ALBUQUERQUE, N.M. — Grammy-winning violinist Augustin Hadelich began playing the Mendelssohn Violin Concerto when he was 9 years oid.
The Italian-born musician says that early start doesn’t make it any easier.
Hadelich will perform the piece regarded as one of the greatest of its kind at Santa Fe’s Lensic Performing Arts Center on New Year’s Eve with the Performance Santa Fe Orchestra.
Written in 1844, the concerto has developed a reputation as an essential piece for all aspiring concert violinists to master, and is usually one of the first Romantic-era concertos they learn.
“This has always been one of the most popular and beloved violin concertos and one of the most played pieces on the violin,” Hadelich said in a telephone interview from his New York home. “I’ve always loved the piece.

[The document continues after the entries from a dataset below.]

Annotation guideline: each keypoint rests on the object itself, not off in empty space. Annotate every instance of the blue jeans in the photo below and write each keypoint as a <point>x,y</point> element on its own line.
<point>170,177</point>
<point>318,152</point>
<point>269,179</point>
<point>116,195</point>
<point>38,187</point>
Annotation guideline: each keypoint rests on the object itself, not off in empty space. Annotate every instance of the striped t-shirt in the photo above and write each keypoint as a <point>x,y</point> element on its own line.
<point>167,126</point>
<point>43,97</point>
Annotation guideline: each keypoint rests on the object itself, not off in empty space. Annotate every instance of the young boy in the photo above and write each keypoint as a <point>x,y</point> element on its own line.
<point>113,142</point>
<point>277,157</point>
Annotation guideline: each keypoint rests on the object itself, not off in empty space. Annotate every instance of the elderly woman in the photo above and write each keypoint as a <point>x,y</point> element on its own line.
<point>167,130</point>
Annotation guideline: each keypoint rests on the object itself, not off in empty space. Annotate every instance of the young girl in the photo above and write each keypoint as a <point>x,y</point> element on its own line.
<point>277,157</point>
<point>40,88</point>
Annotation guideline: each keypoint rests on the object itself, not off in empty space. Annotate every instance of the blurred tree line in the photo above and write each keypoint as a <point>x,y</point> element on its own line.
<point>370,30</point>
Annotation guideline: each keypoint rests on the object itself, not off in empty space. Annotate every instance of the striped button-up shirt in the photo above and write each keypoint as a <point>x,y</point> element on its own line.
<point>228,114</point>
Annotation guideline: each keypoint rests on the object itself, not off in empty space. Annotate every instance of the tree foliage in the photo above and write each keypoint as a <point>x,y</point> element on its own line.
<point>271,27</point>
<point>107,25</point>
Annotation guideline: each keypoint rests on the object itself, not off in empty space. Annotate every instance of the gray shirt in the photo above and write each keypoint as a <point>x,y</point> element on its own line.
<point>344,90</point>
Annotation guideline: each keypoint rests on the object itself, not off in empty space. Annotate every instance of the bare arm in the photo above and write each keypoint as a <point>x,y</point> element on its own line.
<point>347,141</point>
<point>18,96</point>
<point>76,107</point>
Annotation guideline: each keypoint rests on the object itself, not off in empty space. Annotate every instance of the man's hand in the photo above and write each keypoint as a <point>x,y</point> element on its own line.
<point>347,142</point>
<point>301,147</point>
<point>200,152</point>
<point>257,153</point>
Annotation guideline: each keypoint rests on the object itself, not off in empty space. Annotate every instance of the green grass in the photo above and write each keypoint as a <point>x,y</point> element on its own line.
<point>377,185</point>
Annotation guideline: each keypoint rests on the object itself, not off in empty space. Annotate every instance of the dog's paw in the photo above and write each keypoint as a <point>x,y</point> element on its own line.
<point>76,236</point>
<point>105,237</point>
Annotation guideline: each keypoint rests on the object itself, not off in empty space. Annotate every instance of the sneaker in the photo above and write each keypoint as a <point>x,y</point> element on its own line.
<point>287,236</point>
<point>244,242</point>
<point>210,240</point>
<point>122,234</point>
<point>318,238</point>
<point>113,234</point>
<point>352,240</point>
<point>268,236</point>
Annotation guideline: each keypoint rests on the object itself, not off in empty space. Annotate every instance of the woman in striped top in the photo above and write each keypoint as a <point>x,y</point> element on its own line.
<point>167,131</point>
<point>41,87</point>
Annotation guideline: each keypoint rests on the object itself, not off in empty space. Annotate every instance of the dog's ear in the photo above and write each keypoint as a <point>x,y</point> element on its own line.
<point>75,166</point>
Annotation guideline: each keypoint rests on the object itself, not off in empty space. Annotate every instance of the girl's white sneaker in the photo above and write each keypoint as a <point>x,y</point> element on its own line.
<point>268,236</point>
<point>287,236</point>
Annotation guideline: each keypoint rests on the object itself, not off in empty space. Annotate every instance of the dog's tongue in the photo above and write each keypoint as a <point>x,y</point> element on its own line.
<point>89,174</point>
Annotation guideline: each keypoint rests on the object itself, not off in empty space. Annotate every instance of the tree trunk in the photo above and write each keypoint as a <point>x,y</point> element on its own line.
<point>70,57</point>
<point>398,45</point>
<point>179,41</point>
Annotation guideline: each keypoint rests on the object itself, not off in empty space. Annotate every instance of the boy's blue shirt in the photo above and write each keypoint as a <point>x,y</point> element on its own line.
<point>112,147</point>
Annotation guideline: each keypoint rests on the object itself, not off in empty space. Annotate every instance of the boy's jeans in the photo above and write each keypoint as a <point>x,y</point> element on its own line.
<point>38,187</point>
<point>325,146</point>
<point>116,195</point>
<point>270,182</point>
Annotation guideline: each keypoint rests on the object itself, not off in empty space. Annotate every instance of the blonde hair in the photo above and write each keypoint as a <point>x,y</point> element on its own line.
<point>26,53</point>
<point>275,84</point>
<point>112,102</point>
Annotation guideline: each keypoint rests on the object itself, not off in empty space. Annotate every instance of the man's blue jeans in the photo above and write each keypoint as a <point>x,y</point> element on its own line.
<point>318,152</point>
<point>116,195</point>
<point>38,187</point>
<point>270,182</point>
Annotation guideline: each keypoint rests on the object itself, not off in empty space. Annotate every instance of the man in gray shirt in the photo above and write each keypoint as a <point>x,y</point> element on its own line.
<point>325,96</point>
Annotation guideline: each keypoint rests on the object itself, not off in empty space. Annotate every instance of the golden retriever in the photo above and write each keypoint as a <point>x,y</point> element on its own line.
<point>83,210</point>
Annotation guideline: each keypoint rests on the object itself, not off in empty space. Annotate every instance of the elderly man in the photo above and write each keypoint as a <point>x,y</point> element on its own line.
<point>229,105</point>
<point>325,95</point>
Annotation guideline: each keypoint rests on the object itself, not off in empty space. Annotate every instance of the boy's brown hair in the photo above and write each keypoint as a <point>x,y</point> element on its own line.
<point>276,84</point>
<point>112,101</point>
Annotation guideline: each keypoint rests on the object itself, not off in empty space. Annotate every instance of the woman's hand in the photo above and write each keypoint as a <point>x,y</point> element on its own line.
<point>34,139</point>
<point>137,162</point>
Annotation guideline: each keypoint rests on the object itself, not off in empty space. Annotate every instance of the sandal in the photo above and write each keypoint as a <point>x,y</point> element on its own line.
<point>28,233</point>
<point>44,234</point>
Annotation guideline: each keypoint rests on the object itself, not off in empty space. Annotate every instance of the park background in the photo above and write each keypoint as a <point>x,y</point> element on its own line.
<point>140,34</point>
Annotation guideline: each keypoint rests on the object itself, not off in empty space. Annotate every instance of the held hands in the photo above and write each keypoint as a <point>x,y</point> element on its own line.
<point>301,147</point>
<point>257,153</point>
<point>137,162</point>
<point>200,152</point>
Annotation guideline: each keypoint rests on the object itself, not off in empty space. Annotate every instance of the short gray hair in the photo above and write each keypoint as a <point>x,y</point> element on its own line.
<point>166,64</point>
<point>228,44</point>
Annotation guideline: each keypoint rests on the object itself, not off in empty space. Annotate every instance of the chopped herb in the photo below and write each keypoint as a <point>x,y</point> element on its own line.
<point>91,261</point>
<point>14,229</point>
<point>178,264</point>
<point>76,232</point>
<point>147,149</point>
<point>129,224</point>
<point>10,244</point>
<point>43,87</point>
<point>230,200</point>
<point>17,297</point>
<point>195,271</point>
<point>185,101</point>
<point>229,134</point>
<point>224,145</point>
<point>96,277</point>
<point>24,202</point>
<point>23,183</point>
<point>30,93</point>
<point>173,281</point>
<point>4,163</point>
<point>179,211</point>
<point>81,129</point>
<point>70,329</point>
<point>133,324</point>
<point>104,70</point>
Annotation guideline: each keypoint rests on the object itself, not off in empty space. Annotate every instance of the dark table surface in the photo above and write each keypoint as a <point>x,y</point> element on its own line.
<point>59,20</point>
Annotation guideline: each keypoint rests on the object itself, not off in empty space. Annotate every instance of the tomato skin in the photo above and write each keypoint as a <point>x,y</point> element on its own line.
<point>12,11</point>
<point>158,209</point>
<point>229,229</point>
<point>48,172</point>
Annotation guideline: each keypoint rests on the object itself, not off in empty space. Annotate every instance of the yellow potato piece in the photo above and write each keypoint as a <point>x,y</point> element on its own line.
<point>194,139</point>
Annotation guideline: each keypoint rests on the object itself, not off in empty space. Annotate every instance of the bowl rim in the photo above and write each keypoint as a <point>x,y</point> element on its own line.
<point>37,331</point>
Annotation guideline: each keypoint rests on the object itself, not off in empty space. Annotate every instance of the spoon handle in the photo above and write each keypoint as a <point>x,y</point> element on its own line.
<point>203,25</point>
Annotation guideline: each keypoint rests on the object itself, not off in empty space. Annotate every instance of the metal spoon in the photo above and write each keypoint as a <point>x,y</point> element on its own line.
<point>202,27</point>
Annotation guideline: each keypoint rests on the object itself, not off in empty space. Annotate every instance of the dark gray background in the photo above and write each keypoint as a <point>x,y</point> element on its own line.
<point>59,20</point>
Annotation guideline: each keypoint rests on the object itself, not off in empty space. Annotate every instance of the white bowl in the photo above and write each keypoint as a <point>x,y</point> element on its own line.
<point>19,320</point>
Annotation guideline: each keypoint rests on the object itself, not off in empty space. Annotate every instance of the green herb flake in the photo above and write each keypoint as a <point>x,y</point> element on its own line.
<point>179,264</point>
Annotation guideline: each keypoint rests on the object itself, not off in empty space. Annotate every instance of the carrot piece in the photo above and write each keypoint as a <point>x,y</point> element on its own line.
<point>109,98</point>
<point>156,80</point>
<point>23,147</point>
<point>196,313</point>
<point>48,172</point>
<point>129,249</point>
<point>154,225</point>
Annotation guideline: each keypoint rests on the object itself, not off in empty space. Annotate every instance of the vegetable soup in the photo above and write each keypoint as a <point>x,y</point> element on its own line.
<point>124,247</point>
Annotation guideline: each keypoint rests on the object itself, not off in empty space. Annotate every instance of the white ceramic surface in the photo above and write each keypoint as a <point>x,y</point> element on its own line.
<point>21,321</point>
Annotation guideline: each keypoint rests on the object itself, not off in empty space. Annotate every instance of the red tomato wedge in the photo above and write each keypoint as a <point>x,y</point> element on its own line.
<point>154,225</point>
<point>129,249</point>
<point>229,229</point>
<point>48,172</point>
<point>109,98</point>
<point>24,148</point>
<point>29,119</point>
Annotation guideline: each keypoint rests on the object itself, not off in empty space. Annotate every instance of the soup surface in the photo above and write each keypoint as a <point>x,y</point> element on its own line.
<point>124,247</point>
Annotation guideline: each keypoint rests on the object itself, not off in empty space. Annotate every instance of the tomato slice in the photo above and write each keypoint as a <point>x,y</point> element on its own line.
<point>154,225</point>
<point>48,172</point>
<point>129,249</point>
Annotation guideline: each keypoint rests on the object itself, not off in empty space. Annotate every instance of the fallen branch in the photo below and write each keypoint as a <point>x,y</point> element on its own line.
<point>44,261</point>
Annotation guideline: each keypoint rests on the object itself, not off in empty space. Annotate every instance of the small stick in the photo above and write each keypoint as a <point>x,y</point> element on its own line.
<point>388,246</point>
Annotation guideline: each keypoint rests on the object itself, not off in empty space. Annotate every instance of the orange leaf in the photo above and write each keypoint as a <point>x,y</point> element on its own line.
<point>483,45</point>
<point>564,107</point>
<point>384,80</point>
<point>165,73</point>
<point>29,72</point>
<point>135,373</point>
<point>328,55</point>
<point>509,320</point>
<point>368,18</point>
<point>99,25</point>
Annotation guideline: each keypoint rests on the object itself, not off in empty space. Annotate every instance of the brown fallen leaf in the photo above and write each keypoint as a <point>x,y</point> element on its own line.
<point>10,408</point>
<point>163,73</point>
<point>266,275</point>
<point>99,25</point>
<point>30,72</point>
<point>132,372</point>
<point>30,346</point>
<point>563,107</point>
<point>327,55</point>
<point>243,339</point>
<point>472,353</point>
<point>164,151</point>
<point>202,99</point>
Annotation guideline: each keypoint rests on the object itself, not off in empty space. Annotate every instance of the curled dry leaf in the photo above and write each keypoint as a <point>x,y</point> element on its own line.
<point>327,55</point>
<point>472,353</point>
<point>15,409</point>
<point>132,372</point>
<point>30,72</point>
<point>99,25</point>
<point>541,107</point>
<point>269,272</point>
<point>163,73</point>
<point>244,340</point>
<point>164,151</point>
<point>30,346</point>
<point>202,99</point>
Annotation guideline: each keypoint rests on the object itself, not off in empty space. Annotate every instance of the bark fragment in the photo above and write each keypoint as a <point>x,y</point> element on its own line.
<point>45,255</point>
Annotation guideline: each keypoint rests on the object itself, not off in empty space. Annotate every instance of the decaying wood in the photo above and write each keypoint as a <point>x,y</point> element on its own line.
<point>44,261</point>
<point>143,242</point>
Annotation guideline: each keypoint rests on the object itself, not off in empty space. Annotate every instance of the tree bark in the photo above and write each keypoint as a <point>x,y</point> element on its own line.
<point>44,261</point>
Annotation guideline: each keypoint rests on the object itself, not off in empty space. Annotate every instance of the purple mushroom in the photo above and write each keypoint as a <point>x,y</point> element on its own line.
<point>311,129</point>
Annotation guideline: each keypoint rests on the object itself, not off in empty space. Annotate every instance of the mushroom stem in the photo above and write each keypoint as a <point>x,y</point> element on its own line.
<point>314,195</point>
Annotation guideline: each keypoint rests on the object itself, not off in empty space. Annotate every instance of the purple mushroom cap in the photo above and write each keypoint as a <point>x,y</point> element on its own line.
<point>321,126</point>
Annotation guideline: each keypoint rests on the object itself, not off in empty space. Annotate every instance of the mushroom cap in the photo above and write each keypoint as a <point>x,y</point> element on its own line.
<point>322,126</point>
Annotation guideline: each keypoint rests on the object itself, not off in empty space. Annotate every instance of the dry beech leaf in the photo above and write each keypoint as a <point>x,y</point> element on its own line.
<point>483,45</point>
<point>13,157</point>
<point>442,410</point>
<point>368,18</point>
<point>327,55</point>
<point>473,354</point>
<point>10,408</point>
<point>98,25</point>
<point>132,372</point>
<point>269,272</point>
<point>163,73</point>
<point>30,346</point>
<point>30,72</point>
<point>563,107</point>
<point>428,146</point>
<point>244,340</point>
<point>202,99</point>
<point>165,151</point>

“It was very groundbreaking when it was written. He wanted to write a piece that showed the virtuosity of the violinist. It’s an extremely exciting concerto in which there’s different ideas and melodies chasing each other in a wonderful way.”
Hadelich began playing the violin at 5.
“I remember that it was very bad,” he said of those first screeching notes. “At that age, I didn’t think so much about it. I just kept going. When I heard some great violin players for the first time, I realized how good it could sound. Later on, I started playing the piano as well. But the violin was my favorite instrument, because it’s so beautiful and lyrical.”
Hadelich’s career is all the more remarkable because he nearly died in a fire at age 15. The flames devoured the family home and part of him, scorching his face, his abdomen and his bow arm. He didn’t pick up his instrument for six months. At first, he was afraid he had forgotten how to play, but it all came flooding back.
“It was a really difficult time, obviously,” he said. “It was actually surprisingly easy to return.”
After his recovery, Hadelich successfully auditioned for admission to the Juilliard School, studying there from 2004 to 2007. He won first prize at the International Violin Competition in Indianapolis in 2006 and went on to play with the Los Angeles Philharmonic, the National Symphony, the New York Philharmonic, the Chicago Symphony, the Philadelphia Orchestra and the San Francisco Symphony, among others.
He won the 2016 Grammy for Best Classical Instrumental Solo.
Hadelich last performed in New Mexico in Las Cruces about 10 years ago.
“There are some pieces I don’t really get tired of,” he said of the Mendelssohn. “Audiences love it and are very moved by it. I do get tired of practicing it.”
The orchestra also will play Beethoven’s Fifth Symphony, led by conductor Joe Illick.